Les points qui ont pu appeler la critique dans son cinéma, à l’instar de son film Madame Fang, dont nombreux observateurs ont déploré le malaise d’une forme de « voyeurisme » s’émancipe dans l’exposition de toute contrainte et le mouvement possible du spectateur, s’il libère toute passivité semble également participer au rapprochement ressenti avec les plans du cinéaste, choisissant méticuleusement les mises en scène servant de cadre à ses actions. Bien souvent immobiles, la caméra semble attendre qu’il se passe, en son sein quelque chose. De même, le spectateur peut à son tour fureter dans l’espace, abandonner le champ désert pour le retrouver, quelques minutes plus tard, habité d’une nouvelle présence. De la sorte, l’événement paraît d’autant plus marquant qu’il implique, à son tour, son implication consentie.

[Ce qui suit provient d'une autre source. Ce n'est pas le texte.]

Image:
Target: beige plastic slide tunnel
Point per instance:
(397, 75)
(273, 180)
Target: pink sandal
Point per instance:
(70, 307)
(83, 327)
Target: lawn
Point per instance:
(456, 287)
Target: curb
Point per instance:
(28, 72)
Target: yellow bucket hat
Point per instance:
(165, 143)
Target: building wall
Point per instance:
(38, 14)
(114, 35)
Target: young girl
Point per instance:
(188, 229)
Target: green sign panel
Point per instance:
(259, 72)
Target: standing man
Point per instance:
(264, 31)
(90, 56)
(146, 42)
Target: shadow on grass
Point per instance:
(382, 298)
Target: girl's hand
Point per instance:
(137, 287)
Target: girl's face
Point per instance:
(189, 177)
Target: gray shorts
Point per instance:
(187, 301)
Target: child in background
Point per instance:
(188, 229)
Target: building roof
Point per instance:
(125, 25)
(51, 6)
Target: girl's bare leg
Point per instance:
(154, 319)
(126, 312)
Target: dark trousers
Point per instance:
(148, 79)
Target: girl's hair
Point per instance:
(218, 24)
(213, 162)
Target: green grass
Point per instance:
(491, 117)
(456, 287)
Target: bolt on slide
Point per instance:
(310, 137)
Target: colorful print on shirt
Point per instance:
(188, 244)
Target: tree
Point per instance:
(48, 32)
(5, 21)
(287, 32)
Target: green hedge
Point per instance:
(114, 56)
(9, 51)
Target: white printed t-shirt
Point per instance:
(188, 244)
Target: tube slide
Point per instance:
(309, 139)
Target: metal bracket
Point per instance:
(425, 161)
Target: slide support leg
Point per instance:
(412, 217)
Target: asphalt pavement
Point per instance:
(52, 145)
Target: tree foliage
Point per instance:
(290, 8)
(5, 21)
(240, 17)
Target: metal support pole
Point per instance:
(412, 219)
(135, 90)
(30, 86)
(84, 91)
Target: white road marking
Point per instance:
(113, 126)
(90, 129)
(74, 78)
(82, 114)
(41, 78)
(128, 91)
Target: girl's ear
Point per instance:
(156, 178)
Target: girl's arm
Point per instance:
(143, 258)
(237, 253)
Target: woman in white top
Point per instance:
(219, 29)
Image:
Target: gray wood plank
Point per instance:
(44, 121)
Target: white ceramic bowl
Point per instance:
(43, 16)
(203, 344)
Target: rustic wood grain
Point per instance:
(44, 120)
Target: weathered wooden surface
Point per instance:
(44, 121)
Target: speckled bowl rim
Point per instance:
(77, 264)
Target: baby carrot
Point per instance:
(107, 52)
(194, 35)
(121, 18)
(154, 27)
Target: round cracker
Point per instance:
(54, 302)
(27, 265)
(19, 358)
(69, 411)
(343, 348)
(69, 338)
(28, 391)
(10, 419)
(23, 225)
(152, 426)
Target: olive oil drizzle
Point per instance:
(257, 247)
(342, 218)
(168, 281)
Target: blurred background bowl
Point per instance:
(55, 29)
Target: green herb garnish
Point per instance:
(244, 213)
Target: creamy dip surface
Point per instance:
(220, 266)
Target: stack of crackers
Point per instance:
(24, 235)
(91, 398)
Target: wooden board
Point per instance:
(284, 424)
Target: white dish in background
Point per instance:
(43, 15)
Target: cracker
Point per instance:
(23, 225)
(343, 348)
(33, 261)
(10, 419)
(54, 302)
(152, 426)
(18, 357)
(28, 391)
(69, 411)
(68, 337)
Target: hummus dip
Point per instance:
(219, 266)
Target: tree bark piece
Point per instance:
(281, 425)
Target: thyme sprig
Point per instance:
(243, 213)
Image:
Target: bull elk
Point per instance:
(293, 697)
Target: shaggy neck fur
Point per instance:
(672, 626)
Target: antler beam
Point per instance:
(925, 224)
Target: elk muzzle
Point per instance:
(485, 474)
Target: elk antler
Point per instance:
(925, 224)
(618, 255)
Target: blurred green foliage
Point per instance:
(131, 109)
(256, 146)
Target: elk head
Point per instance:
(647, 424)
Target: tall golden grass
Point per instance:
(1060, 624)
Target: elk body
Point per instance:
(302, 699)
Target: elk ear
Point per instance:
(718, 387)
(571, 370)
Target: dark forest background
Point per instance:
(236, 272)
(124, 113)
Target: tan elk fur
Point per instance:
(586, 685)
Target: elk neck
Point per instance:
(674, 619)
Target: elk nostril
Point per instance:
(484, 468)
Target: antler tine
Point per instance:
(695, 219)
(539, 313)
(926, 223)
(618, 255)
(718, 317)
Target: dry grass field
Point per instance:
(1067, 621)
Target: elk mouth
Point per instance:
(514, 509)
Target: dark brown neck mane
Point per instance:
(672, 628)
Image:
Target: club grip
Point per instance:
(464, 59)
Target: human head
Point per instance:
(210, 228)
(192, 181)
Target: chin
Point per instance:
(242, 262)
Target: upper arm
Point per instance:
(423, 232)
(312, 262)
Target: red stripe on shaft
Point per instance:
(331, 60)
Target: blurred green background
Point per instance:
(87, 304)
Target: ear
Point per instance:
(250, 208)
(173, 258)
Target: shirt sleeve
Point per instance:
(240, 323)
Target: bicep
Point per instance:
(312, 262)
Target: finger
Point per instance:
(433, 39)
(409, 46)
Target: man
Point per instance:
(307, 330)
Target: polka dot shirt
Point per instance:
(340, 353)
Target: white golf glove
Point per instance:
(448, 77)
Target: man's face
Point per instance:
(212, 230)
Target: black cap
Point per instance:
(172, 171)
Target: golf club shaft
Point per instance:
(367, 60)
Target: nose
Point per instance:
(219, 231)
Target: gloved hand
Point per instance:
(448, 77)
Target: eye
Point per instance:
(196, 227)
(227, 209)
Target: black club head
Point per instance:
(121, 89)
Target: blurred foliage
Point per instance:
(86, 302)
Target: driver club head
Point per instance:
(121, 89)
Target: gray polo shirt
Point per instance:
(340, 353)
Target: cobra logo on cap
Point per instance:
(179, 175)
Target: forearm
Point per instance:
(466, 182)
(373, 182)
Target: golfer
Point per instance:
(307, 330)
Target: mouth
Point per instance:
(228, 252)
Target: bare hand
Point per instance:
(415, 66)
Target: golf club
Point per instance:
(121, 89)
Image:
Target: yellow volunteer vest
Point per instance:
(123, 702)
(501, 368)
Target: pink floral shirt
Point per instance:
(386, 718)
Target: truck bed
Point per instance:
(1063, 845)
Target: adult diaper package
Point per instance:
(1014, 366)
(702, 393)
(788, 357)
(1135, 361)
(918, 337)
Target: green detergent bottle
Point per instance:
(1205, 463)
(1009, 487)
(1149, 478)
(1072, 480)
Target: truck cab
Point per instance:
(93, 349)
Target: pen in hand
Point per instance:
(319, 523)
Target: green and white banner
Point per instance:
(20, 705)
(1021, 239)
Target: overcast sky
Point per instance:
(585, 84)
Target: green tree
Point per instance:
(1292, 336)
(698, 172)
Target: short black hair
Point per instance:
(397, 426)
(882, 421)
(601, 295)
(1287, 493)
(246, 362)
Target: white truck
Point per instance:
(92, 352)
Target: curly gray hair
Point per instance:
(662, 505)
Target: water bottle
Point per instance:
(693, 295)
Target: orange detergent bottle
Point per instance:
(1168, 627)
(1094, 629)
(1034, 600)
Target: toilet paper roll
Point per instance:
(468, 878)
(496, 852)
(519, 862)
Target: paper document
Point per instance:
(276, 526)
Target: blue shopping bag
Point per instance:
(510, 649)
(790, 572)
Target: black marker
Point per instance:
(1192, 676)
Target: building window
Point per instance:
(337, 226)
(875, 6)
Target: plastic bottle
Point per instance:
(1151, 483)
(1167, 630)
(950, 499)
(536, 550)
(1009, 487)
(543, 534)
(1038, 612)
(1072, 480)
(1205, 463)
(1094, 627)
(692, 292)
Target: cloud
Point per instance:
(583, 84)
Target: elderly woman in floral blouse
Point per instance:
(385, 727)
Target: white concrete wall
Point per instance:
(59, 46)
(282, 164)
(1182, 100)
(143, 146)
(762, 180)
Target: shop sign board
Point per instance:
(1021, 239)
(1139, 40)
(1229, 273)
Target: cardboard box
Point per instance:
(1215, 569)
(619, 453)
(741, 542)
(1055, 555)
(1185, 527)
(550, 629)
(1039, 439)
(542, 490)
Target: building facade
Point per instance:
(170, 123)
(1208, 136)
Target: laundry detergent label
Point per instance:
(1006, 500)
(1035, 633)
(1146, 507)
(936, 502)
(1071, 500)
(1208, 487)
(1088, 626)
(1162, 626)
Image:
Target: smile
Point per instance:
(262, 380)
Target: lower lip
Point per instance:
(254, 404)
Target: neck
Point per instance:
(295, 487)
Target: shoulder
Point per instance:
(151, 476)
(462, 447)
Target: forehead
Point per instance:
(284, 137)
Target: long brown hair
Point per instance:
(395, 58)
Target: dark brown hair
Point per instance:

Le BAL présente ainsi un parcours étonnamment fort qui donne là un nouvel étalon de l’exposition de cinéaste Wang Bing, en véritable virtuose de la mise en images permet ainsi de saisir, même lorsque ses propos sont un peu simplistes, une complexité phénoménale où la pudeur essentielle de son attitude révèle en réalité le souffle d’une colère artistique sidérante, un détachement de la symbolique qui souligne encore plus l’engagement viscéral de l’artiste aux côtés des sujets de ses œuvres, cette lutte intérieure qu’il tente, avec toute l’ardeur d’un hurlement muet et, par essence inaltérable , de faire passer à travers les seules vibrations de ses images.